To get charged, typically what happens is a police officer comes by, or you come to a police officer’s attention by some way, shape, or form, and they form what’s called “reasonable and probably grounds to believe” that you either were impaired, and had care and control of the vehicle, or your blood alcohol was above the legal limit, and had care and control of the vehicle.
The reasonable and probable grounds standard is fairly low, more or less it allows police to arrest when there’s smoke, assuming there’s fire. But the law is not so inflexible as to criminalize innocent uses of a vehicle, even if you’re impaired, and Over 80. So often it’s my purpose to explain to the court that you were using the vehicle for one of these innocent purposes and didn’t create a risk of danger and therefore, seek acquittal.

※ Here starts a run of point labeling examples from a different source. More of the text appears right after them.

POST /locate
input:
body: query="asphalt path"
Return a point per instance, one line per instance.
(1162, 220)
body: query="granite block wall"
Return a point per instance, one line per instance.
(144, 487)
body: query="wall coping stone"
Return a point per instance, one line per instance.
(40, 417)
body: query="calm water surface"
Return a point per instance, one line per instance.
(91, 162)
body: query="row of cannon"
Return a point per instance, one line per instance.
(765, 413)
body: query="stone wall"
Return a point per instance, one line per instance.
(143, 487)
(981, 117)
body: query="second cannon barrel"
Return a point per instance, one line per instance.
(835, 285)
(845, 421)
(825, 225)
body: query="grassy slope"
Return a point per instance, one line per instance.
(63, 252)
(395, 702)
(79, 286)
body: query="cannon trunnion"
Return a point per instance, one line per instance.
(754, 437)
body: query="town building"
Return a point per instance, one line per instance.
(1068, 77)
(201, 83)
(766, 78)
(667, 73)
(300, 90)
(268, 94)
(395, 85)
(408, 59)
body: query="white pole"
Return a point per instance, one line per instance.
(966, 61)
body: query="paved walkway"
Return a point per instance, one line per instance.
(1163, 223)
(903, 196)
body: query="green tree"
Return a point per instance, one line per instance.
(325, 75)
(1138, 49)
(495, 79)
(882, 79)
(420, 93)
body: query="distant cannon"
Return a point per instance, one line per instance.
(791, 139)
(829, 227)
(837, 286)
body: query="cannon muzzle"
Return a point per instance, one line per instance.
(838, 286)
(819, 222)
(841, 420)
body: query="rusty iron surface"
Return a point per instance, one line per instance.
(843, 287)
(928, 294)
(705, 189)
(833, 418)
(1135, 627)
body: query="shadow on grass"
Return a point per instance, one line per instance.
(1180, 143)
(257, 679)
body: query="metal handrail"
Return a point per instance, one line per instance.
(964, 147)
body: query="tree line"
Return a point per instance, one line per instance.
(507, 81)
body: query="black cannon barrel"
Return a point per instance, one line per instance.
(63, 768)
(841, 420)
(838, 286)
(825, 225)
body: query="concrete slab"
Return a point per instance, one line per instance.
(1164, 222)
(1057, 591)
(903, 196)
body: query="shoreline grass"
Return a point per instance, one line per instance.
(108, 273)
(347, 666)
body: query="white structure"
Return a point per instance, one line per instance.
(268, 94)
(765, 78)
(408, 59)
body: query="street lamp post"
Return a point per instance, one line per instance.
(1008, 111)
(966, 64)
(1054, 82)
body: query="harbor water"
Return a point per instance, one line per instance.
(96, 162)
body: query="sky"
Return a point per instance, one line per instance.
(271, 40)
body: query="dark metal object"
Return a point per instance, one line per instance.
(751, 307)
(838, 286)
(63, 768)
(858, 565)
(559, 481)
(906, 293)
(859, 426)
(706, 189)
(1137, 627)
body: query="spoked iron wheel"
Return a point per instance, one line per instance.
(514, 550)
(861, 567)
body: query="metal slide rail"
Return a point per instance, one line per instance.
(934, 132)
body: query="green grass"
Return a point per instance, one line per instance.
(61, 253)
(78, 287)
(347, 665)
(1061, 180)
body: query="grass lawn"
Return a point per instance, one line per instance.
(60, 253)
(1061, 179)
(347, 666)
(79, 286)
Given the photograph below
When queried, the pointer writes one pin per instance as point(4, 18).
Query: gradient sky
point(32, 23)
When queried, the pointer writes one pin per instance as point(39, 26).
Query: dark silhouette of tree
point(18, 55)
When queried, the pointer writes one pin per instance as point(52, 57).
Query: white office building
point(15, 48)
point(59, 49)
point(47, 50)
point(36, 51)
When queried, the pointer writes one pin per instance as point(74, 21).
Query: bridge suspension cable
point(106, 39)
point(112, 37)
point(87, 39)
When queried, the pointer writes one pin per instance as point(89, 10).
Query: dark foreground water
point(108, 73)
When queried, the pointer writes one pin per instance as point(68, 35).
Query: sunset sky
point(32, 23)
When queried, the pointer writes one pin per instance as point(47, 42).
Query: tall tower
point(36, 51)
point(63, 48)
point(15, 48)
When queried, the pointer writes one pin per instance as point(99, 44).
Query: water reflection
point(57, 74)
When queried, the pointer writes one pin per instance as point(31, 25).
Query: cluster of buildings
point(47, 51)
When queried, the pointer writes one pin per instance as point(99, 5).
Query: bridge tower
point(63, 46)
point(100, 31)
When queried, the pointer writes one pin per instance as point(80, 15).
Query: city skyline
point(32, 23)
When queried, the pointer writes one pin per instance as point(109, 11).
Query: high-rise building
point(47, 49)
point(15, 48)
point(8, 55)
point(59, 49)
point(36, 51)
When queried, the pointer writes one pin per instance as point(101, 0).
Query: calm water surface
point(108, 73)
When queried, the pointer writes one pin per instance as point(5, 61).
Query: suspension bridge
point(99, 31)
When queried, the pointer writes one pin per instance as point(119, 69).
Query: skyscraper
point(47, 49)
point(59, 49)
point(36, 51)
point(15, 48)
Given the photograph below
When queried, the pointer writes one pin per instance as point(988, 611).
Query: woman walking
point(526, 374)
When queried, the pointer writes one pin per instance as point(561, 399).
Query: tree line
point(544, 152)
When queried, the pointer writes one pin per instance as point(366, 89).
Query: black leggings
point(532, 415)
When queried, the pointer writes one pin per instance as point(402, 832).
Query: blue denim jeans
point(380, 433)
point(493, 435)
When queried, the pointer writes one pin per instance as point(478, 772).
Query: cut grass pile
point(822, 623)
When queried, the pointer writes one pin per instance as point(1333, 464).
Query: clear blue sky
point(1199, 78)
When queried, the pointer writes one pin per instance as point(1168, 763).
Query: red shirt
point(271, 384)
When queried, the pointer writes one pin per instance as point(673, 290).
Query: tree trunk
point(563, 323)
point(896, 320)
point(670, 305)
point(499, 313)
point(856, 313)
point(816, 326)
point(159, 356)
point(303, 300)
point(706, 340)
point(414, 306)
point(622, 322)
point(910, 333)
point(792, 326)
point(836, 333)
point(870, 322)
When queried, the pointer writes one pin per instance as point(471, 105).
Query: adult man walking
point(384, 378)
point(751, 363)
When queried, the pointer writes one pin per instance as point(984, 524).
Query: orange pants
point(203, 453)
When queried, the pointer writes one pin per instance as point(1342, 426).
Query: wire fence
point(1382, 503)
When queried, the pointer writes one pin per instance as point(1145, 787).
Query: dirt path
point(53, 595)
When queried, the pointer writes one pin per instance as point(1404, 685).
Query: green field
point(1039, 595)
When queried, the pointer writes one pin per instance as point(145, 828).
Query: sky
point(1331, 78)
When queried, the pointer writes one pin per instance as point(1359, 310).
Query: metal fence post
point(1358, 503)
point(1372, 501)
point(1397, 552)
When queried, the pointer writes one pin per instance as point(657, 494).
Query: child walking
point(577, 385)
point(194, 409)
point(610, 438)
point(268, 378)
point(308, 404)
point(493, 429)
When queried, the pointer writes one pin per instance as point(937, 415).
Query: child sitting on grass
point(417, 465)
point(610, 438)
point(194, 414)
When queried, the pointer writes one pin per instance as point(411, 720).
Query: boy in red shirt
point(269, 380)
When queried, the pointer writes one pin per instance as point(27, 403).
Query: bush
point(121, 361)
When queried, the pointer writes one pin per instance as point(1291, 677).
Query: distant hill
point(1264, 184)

An innocent purpose, for example, can be staying in a car while waiting, if it’s perhaps very cold outside, the problem is, is that police are not forming reasonable probable grounds based on a trial, they’re forming reasonable probable grounds simply based on first instance interactions with you, and if you’re in the driver’s seat of a vehicle, the presumption under the Criminal Code makes it a foregone conclusion that you’re going to get charged, and the presumption I’m referring to is the presumption of care and control which states that if you are in the driver’s seat of a motor vehicle and you are impaired or Over 80, you’re presumed to be in care and control of the vehicle and at that point the Crown just has to prove impairment or Over 80.